Metastatic Prostate Cancer Responds to Novel Radiation Therapy
By targeting prostate-specific membrane antigen, a molecule radiolabeled with lutetium-177 is expected to deliver high doses of beta radiation to distant metastases.
|The following article features coverage from the 2019 Genitourinary Cancers Symposium. Click here to read more of Cancer Therapy Advisor's conference coverage.|
SAN FRANCISCO — Treatment with a novel targeted radiation therapy improves survival of men with metastatic castration-resistant prostate cancer (mCRPC), according to the findings of a study presented at the 2019 Genitourinary Cancers Symposium.1
The therapy consists of a small molecule that has a high affinity for prostate-specific membrane antigen (PSMA) that is radiolabeled with lutetium-177. The therapy, called lutetium-177 PSMA-617 (LuPSMA), purportedly delivers high doses of beta radiation to cancer metastases.
In a phase 2 trial that included 50 men with mCRPC who progressed despite treatment with standard therapies, the median overall survival times was 13.3 months (95% confidence interval [CI], 10.5–18.0), which is longer than the average 9-month survival time for men with this stage of disease, according to investigators. Survival time was significantly longer among patients who had a PSA decrease of 50% or more compared with those who had a smaller PSA decrease (18.0 vs 8.7 months). Median PSA progression-free survival was 6.9 months (95% CI, 6.0–8.7).
A 50% or greater decline in PSA was achieved in 32 of 50 patients (64%; 95% CI, 50%–77%), including 22 patients (44%; 95% CI, 30%–59%) who experienced a PSA decline of 80% or more. The most common toxicities attributed to treatment were transient G1-2 dry mouth in 68% of patients, G1-2 nausea in 48%, and G1-2 fatigue in 36%. G3-4 toxicities attributed to the treatment were infrequent, with thrombocytopenia in 10% of patients, and anemia in 10%.
“In this trial, we treated men who would have otherwise been directed to palliative care,” lead investigator Michael Hofman, MBBS, of the Peter MacCallum Cancer Centre in Melbourne, Australia, said in a statement prepared by the conference organizers.2
The study participants received prior docetaxel (84%), cabazitaxel (48%), and abiraterone acetate and/or enzalutamide (90%).

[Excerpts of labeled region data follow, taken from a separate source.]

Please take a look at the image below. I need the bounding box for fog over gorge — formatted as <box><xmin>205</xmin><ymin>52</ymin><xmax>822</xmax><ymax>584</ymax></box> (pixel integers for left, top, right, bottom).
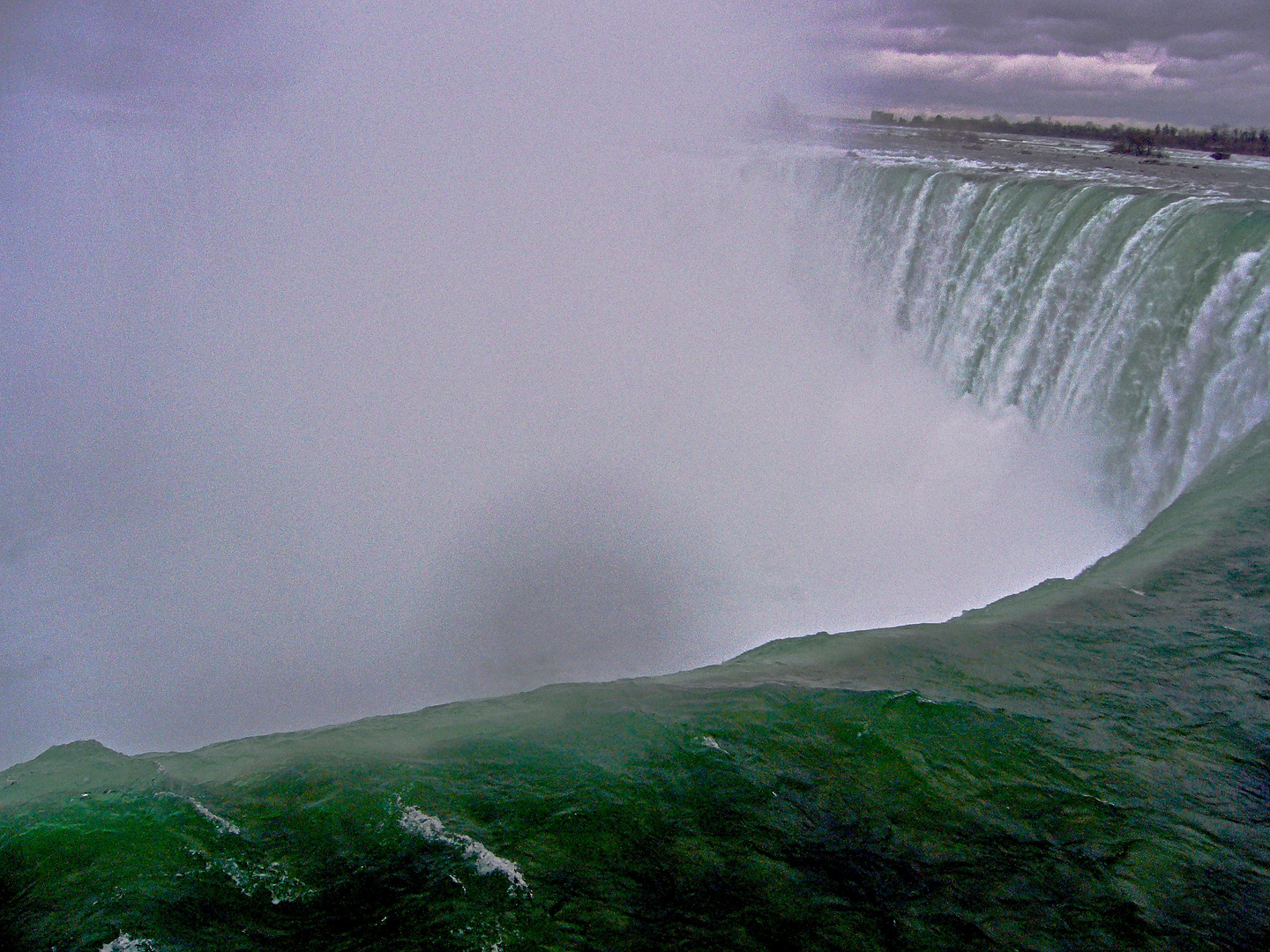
<box><xmin>0</xmin><ymin>1</ymin><xmax>1132</xmax><ymax>765</ymax></box>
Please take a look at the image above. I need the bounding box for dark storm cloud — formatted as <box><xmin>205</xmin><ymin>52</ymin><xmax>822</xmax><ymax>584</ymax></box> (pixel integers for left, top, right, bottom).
<box><xmin>820</xmin><ymin>0</ymin><xmax>1270</xmax><ymax>124</ymax></box>
<box><xmin>0</xmin><ymin>0</ymin><xmax>1132</xmax><ymax>765</ymax></box>
<box><xmin>0</xmin><ymin>0</ymin><xmax>296</xmax><ymax>112</ymax></box>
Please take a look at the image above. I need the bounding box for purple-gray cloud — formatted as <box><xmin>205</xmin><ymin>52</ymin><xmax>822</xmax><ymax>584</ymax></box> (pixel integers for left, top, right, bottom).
<box><xmin>814</xmin><ymin>0</ymin><xmax>1270</xmax><ymax>126</ymax></box>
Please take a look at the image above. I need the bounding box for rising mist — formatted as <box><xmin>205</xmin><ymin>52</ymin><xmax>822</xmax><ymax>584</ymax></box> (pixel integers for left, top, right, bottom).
<box><xmin>0</xmin><ymin>3</ymin><xmax>1123</xmax><ymax>762</ymax></box>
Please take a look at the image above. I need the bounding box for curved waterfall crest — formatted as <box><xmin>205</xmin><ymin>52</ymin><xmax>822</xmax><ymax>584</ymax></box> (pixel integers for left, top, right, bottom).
<box><xmin>774</xmin><ymin>151</ymin><xmax>1270</xmax><ymax>519</ymax></box>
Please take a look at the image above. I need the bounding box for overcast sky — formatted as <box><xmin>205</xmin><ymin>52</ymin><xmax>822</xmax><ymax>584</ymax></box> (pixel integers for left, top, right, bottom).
<box><xmin>0</xmin><ymin>0</ymin><xmax>1143</xmax><ymax>765</ymax></box>
<box><xmin>813</xmin><ymin>0</ymin><xmax>1270</xmax><ymax>127</ymax></box>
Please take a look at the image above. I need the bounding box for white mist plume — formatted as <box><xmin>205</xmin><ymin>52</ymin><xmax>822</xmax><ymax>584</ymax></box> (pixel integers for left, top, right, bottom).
<box><xmin>0</xmin><ymin>3</ymin><xmax>1117</xmax><ymax>759</ymax></box>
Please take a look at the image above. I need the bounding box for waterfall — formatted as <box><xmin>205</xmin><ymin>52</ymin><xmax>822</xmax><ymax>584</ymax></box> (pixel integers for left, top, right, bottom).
<box><xmin>773</xmin><ymin>150</ymin><xmax>1270</xmax><ymax>518</ymax></box>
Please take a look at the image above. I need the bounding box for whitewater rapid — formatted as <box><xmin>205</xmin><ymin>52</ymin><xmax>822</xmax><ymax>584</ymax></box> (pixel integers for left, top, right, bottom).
<box><xmin>773</xmin><ymin>138</ymin><xmax>1270</xmax><ymax>524</ymax></box>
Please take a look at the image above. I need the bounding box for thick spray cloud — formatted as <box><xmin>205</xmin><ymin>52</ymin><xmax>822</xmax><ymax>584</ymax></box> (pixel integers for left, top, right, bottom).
<box><xmin>0</xmin><ymin>3</ymin><xmax>1132</xmax><ymax>761</ymax></box>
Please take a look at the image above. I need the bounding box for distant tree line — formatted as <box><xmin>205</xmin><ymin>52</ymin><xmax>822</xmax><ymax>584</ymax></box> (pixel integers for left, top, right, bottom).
<box><xmin>870</xmin><ymin>109</ymin><xmax>1270</xmax><ymax>158</ymax></box>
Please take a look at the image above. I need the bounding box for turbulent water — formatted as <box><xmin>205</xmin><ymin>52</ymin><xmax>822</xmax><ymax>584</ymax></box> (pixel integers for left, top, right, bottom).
<box><xmin>0</xmin><ymin>130</ymin><xmax>1270</xmax><ymax>952</ymax></box>
<box><xmin>777</xmin><ymin>133</ymin><xmax>1270</xmax><ymax>518</ymax></box>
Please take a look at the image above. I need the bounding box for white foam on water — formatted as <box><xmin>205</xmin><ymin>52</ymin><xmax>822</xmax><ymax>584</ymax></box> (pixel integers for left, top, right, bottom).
<box><xmin>155</xmin><ymin>790</ymin><xmax>243</xmax><ymax>837</ymax></box>
<box><xmin>398</xmin><ymin>806</ymin><xmax>528</xmax><ymax>889</ymax></box>
<box><xmin>101</xmin><ymin>932</ymin><xmax>155</xmax><ymax>952</ymax></box>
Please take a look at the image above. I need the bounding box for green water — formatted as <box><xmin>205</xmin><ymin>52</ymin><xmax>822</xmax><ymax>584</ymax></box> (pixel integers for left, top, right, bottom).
<box><xmin>770</xmin><ymin>150</ymin><xmax>1270</xmax><ymax>518</ymax></box>
<box><xmin>0</xmin><ymin>423</ymin><xmax>1270</xmax><ymax>952</ymax></box>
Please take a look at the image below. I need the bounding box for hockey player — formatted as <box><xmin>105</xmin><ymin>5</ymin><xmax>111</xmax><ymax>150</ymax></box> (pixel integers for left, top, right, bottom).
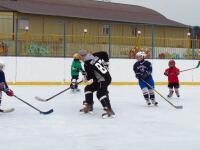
<box><xmin>78</xmin><ymin>50</ymin><xmax>115</xmax><ymax>118</ymax></box>
<box><xmin>164</xmin><ymin>59</ymin><xmax>180</xmax><ymax>98</ymax></box>
<box><xmin>133</xmin><ymin>51</ymin><xmax>158</xmax><ymax>106</ymax></box>
<box><xmin>93</xmin><ymin>51</ymin><xmax>109</xmax><ymax>69</ymax></box>
<box><xmin>70</xmin><ymin>53</ymin><xmax>84</xmax><ymax>92</ymax></box>
<box><xmin>0</xmin><ymin>60</ymin><xmax>14</xmax><ymax>112</ymax></box>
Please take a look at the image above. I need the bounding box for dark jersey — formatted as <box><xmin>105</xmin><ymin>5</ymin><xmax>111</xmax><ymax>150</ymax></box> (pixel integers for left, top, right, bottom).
<box><xmin>0</xmin><ymin>70</ymin><xmax>8</xmax><ymax>89</ymax></box>
<box><xmin>84</xmin><ymin>57</ymin><xmax>111</xmax><ymax>83</ymax></box>
<box><xmin>133</xmin><ymin>60</ymin><xmax>152</xmax><ymax>78</ymax></box>
<box><xmin>92</xmin><ymin>51</ymin><xmax>109</xmax><ymax>62</ymax></box>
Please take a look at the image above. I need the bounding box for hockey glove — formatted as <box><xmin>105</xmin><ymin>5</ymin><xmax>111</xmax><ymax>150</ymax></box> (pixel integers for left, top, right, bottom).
<box><xmin>0</xmin><ymin>82</ymin><xmax>6</xmax><ymax>91</ymax></box>
<box><xmin>5</xmin><ymin>89</ymin><xmax>14</xmax><ymax>96</ymax></box>
<box><xmin>136</xmin><ymin>74</ymin><xmax>142</xmax><ymax>79</ymax></box>
<box><xmin>82</xmin><ymin>71</ymin><xmax>86</xmax><ymax>76</ymax></box>
<box><xmin>141</xmin><ymin>72</ymin><xmax>149</xmax><ymax>79</ymax></box>
<box><xmin>164</xmin><ymin>72</ymin><xmax>169</xmax><ymax>76</ymax></box>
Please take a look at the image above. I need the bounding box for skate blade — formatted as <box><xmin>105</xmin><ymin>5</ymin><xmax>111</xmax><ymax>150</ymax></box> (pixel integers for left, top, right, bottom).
<box><xmin>79</xmin><ymin>111</ymin><xmax>95</xmax><ymax>115</ymax></box>
<box><xmin>102</xmin><ymin>115</ymin><xmax>116</xmax><ymax>119</ymax></box>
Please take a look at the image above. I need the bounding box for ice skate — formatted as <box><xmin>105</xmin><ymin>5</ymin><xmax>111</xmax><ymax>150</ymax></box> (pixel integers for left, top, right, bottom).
<box><xmin>175</xmin><ymin>92</ymin><xmax>180</xmax><ymax>97</ymax></box>
<box><xmin>102</xmin><ymin>108</ymin><xmax>115</xmax><ymax>119</ymax></box>
<box><xmin>167</xmin><ymin>91</ymin><xmax>174</xmax><ymax>98</ymax></box>
<box><xmin>146</xmin><ymin>100</ymin><xmax>151</xmax><ymax>106</ymax></box>
<box><xmin>80</xmin><ymin>104</ymin><xmax>93</xmax><ymax>114</ymax></box>
<box><xmin>151</xmin><ymin>99</ymin><xmax>158</xmax><ymax>106</ymax></box>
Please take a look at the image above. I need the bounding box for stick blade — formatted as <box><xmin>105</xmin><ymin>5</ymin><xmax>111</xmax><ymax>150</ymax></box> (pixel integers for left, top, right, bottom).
<box><xmin>196</xmin><ymin>61</ymin><xmax>200</xmax><ymax>68</ymax></box>
<box><xmin>40</xmin><ymin>109</ymin><xmax>53</xmax><ymax>115</ymax></box>
<box><xmin>35</xmin><ymin>96</ymin><xmax>46</xmax><ymax>102</ymax></box>
<box><xmin>175</xmin><ymin>106</ymin><xmax>183</xmax><ymax>109</ymax></box>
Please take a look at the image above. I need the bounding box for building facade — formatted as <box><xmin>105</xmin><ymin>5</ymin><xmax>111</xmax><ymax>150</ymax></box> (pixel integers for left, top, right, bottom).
<box><xmin>0</xmin><ymin>0</ymin><xmax>199</xmax><ymax>58</ymax></box>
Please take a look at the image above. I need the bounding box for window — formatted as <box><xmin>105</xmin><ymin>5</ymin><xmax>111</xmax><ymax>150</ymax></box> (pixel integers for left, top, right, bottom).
<box><xmin>102</xmin><ymin>25</ymin><xmax>110</xmax><ymax>35</ymax></box>
<box><xmin>18</xmin><ymin>19</ymin><xmax>29</xmax><ymax>30</ymax></box>
<box><xmin>131</xmin><ymin>27</ymin><xmax>138</xmax><ymax>37</ymax></box>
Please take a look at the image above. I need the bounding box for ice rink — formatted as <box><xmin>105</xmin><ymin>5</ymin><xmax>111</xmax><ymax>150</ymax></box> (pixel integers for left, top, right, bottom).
<box><xmin>0</xmin><ymin>86</ymin><xmax>200</xmax><ymax>150</ymax></box>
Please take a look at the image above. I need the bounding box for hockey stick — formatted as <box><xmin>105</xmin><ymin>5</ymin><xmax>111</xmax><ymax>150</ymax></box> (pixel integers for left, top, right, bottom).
<box><xmin>35</xmin><ymin>81</ymin><xmax>83</xmax><ymax>102</ymax></box>
<box><xmin>141</xmin><ymin>79</ymin><xmax>183</xmax><ymax>109</ymax></box>
<box><xmin>180</xmin><ymin>61</ymin><xmax>200</xmax><ymax>72</ymax></box>
<box><xmin>13</xmin><ymin>95</ymin><xmax>53</xmax><ymax>115</ymax></box>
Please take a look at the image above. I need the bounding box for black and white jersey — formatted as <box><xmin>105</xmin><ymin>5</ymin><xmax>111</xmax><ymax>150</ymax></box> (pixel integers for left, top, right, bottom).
<box><xmin>93</xmin><ymin>51</ymin><xmax>109</xmax><ymax>69</ymax></box>
<box><xmin>92</xmin><ymin>51</ymin><xmax>109</xmax><ymax>62</ymax></box>
<box><xmin>84</xmin><ymin>57</ymin><xmax>111</xmax><ymax>83</ymax></box>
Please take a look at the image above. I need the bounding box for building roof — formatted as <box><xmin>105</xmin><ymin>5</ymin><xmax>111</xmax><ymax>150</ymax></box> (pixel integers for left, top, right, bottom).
<box><xmin>0</xmin><ymin>0</ymin><xmax>187</xmax><ymax>27</ymax></box>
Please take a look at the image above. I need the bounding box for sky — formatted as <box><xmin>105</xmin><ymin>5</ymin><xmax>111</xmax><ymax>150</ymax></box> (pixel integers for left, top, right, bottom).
<box><xmin>111</xmin><ymin>0</ymin><xmax>200</xmax><ymax>26</ymax></box>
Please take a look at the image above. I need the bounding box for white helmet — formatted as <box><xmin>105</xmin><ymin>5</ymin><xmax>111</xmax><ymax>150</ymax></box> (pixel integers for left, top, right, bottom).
<box><xmin>0</xmin><ymin>60</ymin><xmax>5</xmax><ymax>69</ymax></box>
<box><xmin>136</xmin><ymin>51</ymin><xmax>146</xmax><ymax>58</ymax></box>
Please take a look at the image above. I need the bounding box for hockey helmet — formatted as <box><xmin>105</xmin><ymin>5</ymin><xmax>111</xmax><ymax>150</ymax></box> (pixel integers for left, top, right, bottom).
<box><xmin>73</xmin><ymin>53</ymin><xmax>80</xmax><ymax>59</ymax></box>
<box><xmin>0</xmin><ymin>60</ymin><xmax>5</xmax><ymax>69</ymax></box>
<box><xmin>168</xmin><ymin>59</ymin><xmax>176</xmax><ymax>67</ymax></box>
<box><xmin>136</xmin><ymin>51</ymin><xmax>146</xmax><ymax>59</ymax></box>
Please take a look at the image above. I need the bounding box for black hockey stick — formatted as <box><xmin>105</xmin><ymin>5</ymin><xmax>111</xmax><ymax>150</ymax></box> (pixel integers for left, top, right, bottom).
<box><xmin>13</xmin><ymin>95</ymin><xmax>53</xmax><ymax>115</ymax></box>
<box><xmin>180</xmin><ymin>61</ymin><xmax>200</xmax><ymax>72</ymax></box>
<box><xmin>35</xmin><ymin>81</ymin><xmax>83</xmax><ymax>102</ymax></box>
<box><xmin>141</xmin><ymin>79</ymin><xmax>183</xmax><ymax>109</ymax></box>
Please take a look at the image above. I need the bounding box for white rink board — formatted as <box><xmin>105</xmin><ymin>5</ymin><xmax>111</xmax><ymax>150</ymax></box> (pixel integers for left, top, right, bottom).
<box><xmin>0</xmin><ymin>57</ymin><xmax>200</xmax><ymax>82</ymax></box>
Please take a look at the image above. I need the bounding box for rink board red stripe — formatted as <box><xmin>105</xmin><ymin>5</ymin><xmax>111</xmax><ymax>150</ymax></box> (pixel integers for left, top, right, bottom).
<box><xmin>8</xmin><ymin>82</ymin><xmax>200</xmax><ymax>86</ymax></box>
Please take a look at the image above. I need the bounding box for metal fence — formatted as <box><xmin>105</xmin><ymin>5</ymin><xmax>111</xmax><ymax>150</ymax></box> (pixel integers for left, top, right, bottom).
<box><xmin>0</xmin><ymin>32</ymin><xmax>200</xmax><ymax>59</ymax></box>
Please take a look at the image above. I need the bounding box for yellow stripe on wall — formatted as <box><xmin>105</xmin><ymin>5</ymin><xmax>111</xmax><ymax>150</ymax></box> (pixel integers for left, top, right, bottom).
<box><xmin>8</xmin><ymin>82</ymin><xmax>200</xmax><ymax>86</ymax></box>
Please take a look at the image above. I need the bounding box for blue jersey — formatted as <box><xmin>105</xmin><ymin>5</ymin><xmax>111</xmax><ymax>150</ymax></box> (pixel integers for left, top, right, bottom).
<box><xmin>0</xmin><ymin>70</ymin><xmax>8</xmax><ymax>90</ymax></box>
<box><xmin>133</xmin><ymin>60</ymin><xmax>154</xmax><ymax>89</ymax></box>
<box><xmin>133</xmin><ymin>60</ymin><xmax>152</xmax><ymax>78</ymax></box>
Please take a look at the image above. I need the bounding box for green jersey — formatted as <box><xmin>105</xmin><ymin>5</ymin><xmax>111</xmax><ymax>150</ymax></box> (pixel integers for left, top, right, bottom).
<box><xmin>71</xmin><ymin>59</ymin><xmax>83</xmax><ymax>76</ymax></box>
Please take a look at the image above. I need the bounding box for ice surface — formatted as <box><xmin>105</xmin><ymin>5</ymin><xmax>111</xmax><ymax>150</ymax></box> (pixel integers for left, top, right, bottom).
<box><xmin>0</xmin><ymin>86</ymin><xmax>200</xmax><ymax>150</ymax></box>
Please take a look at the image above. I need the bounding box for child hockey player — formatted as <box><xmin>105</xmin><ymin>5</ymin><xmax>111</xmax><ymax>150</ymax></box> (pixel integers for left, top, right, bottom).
<box><xmin>70</xmin><ymin>53</ymin><xmax>84</xmax><ymax>92</ymax></box>
<box><xmin>164</xmin><ymin>59</ymin><xmax>180</xmax><ymax>98</ymax></box>
<box><xmin>133</xmin><ymin>51</ymin><xmax>158</xmax><ymax>106</ymax></box>
<box><xmin>0</xmin><ymin>61</ymin><xmax>14</xmax><ymax>112</ymax></box>
<box><xmin>78</xmin><ymin>50</ymin><xmax>115</xmax><ymax>118</ymax></box>
<box><xmin>92</xmin><ymin>51</ymin><xmax>109</xmax><ymax>70</ymax></box>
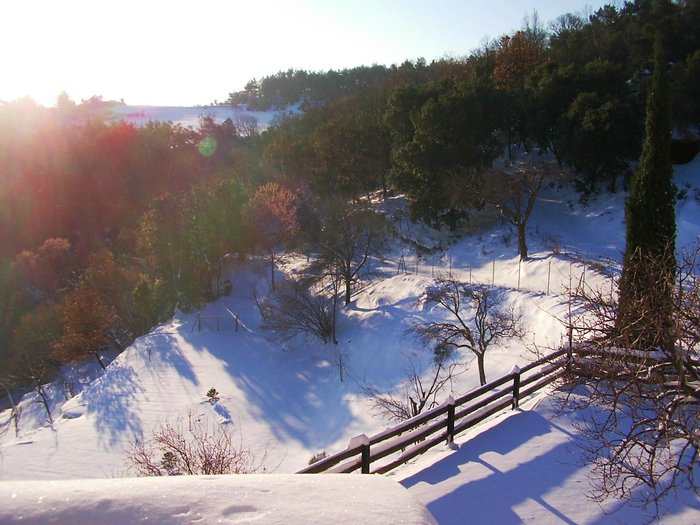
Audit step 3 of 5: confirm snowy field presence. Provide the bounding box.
[0,155,700,524]
[110,104,296,130]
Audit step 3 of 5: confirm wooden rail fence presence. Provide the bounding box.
[298,349,571,474]
[192,315,240,332]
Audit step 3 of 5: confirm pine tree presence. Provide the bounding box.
[617,38,676,350]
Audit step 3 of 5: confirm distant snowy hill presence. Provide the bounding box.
[107,104,297,129]
[0,154,700,523]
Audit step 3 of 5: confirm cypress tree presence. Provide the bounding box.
[617,37,676,350]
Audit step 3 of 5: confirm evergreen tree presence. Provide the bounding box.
[617,38,676,350]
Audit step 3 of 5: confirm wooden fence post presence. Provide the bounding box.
[511,365,520,409]
[445,396,455,445]
[362,443,369,474]
[348,434,370,474]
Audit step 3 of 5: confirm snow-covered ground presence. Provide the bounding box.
[109,104,298,130]
[0,474,435,525]
[0,159,700,523]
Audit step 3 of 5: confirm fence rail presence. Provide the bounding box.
[298,350,570,474]
[192,314,240,332]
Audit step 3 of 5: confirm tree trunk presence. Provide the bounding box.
[93,350,107,370]
[345,279,352,306]
[476,354,486,386]
[34,383,53,423]
[518,221,527,260]
[270,251,275,292]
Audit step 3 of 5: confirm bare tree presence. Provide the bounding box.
[312,202,387,306]
[485,162,555,259]
[262,279,335,344]
[126,412,267,476]
[362,352,463,421]
[409,277,523,385]
[567,244,700,518]
[244,182,299,290]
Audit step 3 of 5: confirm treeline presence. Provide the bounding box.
[0,0,700,406]
[0,97,255,406]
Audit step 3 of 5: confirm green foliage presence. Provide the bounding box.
[207,387,220,405]
[617,39,676,350]
[386,81,501,227]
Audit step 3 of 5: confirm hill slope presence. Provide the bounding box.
[0,155,700,520]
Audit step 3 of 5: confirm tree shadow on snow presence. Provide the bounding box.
[83,363,143,447]
[188,333,354,448]
[401,412,583,525]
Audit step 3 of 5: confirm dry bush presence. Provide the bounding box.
[362,356,465,422]
[567,239,700,518]
[126,412,267,476]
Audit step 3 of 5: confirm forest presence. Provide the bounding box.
[0,0,700,398]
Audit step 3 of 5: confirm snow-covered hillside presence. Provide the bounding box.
[108,104,298,130]
[0,155,700,523]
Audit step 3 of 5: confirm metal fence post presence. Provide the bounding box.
[362,443,369,474]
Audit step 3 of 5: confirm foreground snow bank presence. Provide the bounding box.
[0,474,435,525]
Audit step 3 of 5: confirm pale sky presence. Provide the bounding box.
[0,0,613,106]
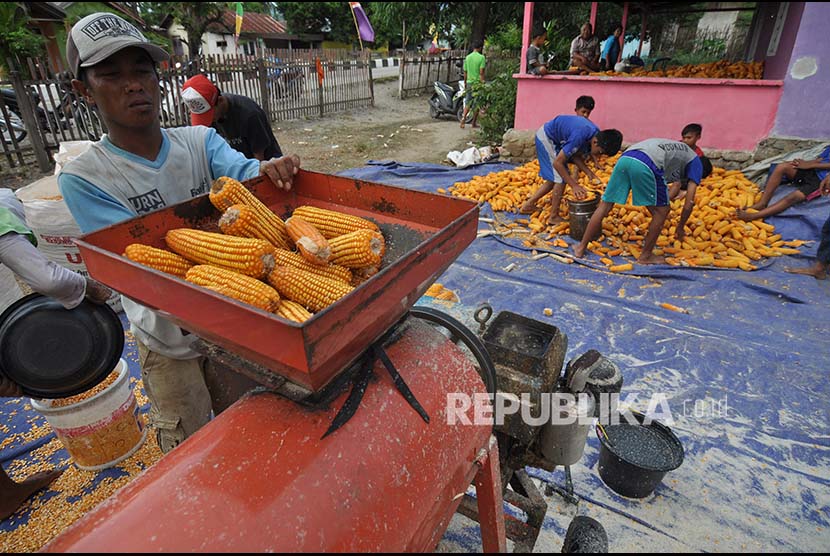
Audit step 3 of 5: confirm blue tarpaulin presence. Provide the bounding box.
[342,163,830,552]
[0,162,830,552]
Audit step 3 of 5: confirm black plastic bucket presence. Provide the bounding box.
[596,412,684,498]
[568,197,599,241]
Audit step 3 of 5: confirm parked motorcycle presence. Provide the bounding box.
[0,89,58,143]
[429,79,473,123]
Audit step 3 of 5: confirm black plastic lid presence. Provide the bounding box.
[0,293,124,399]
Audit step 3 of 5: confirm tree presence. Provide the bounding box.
[0,2,43,67]
[366,2,442,49]
[139,2,231,59]
[274,2,356,43]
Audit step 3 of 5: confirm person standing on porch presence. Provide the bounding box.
[569,23,599,71]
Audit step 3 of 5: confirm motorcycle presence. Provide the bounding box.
[0,89,58,143]
[429,79,473,123]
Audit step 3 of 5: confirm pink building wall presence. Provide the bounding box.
[514,75,783,151]
[773,2,830,141]
[752,2,804,80]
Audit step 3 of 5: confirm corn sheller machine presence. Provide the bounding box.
[42,171,621,552]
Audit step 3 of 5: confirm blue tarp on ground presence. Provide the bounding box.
[342,163,830,552]
[0,162,830,552]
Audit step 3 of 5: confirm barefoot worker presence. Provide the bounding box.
[521,115,622,225]
[784,175,830,280]
[574,139,703,264]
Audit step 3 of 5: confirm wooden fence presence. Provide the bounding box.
[398,50,521,99]
[0,50,374,171]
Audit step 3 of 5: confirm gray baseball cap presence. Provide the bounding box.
[66,12,170,77]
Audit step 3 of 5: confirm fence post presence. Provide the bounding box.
[256,58,274,125]
[315,56,325,118]
[366,52,375,106]
[6,58,55,172]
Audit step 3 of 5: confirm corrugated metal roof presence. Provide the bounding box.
[208,11,286,36]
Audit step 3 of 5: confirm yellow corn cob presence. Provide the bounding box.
[285,215,331,265]
[292,205,380,239]
[277,299,312,322]
[210,177,290,249]
[268,266,354,313]
[185,264,280,313]
[219,203,290,249]
[329,230,386,268]
[124,243,193,278]
[164,228,274,278]
[274,249,352,284]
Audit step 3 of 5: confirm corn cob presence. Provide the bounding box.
[185,264,280,313]
[285,216,331,265]
[329,230,386,268]
[268,266,353,313]
[351,266,380,287]
[219,204,290,249]
[164,228,274,278]
[274,249,352,284]
[124,243,193,278]
[210,177,289,249]
[293,205,380,239]
[277,299,312,322]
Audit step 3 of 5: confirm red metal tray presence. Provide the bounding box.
[76,170,478,392]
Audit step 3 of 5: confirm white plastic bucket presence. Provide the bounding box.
[31,359,147,471]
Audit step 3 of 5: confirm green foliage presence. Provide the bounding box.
[275,2,360,44]
[473,57,519,144]
[140,2,229,58]
[486,21,522,52]
[0,2,43,67]
[364,2,442,48]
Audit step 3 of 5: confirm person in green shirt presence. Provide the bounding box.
[461,41,486,129]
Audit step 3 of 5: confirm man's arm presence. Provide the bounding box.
[571,153,599,180]
[205,129,300,191]
[553,150,588,199]
[674,179,697,241]
[0,232,86,309]
[58,174,135,234]
[792,158,830,170]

The median PSA doubling time was 2.6 months.
The investigators previously reported favorable activity and toxicity with LuPSMA in a study of 30 patients with mCRPC.
“The results of this 50-patient study provide further confidence to our previously published 30-patient study, demonstrating high response rates and low toxicity in men with metastatic castration-resistant prostate cancer who have progressed after conventional therapies,” Dr Hofman said in a presscast held in advance of the conference, which is sponsored by the American Society of Clinical Oncology (ASCO), Society of Urologic Oncology (SUO), and the American Society for Radiation Oncology (ASTRO).
“As a clinician, I will tell you that this is a very intriguing agent,” commented Robert Dreicer, MD, MS, an expert spokesperson from the American Society of Clinical Oncology (ASCO), who moderated the presscast.
Two randomized controlled trials of LuPSMA are under way: the ANZUP/Prostate Cancer Foundation of Australia TheraP trial (177Lu-PSMA-617 vs cabazitaxel) (ClinicalTrials.gov Identifier: NCT03392428) and the Endocyte VISION trial (177Lu-PSMA-617 vs best standard of care) (ClinicalTrials.org Identifier: NCT03511664).
Read more of Cancer Therapy Advisor's coverage of the 2019 Genitourinary Cancers Symposium by visiting the conference page.
- Hofman M, Violet JA, Hicks RJ, et al. Results of a 50 patient single-centre phase II prospective trial of lutetium-177 PSMA-617 theranostics in metastatic castrate-resistant prostate cancer. Data presented at: the 2019 Genitourinary Cancers Symposium; San Francisco, CA; February 14-16, 2019. Abstract 228.
- American Society of Clinical Oncology (ASCO). Phase II trial shows novel, radiolabeled PSMA-targeted treatment provides high response rates in men with metastatic prostate cancer [press release]. Published February 11, 2019. Accessed February 11, 2019.